In town, the banks of the Thames are still showing evidence that a heaving monster of a crowd has been there. There are occasional piles of stacked crowd barriers presumably awaiting collection. There seems to be more litter than usual. And somehow it's strangely quiet.
It's not really quiet, of course. London doesn't really do "quiet". But perhaps you'll know what I mean. There are noticeably fewer people around. The trains have spare seats. I suppose some of this is due to the half term holiday currently being enjoyed by the capital's children. But even my eccentric travelling companion in the yellow sou'wester is absent, perhaps off chasing humpbacks in the north Atlantic rather than wave his red white and blue any more.
If music were playing now, it'd be slow, and slightly overdriven. There'd be a church hall reverb, like that when they're going to switch the lights on at the end of a wedding party. It wouldn't be hard to find a broken bottle, and perhaps in the corner a girl with tear-streaked makeup would be mournfully smoking a cigarette and wondering why it came to this.

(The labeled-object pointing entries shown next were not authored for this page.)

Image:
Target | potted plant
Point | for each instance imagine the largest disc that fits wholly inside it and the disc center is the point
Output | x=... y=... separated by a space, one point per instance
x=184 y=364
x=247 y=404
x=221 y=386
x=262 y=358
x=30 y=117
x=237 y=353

But life goes on, and so does London. I still see a delivery happening as I walk to my desk. The recently finished hotel just along the street (unashamedly completed in good time to exploit Olympic visitors) is now serving breakfasts to its guests. There's always a tomorrow, and that tomorrow has come now. The Shard is still Shardy; The Wobbly Bridge still doesn't wobble any more, Nelson continues to observe proceedings from the top of his column. There has been rain today and sunshine after it, and when the half term is over, the people will return. It's London, it's alive, it does events and gatherings and festivities perhaps better than anywhere in the world. And then it wakes up, moves on, and takes us all with it in a perpetual journey through its ever changing moods.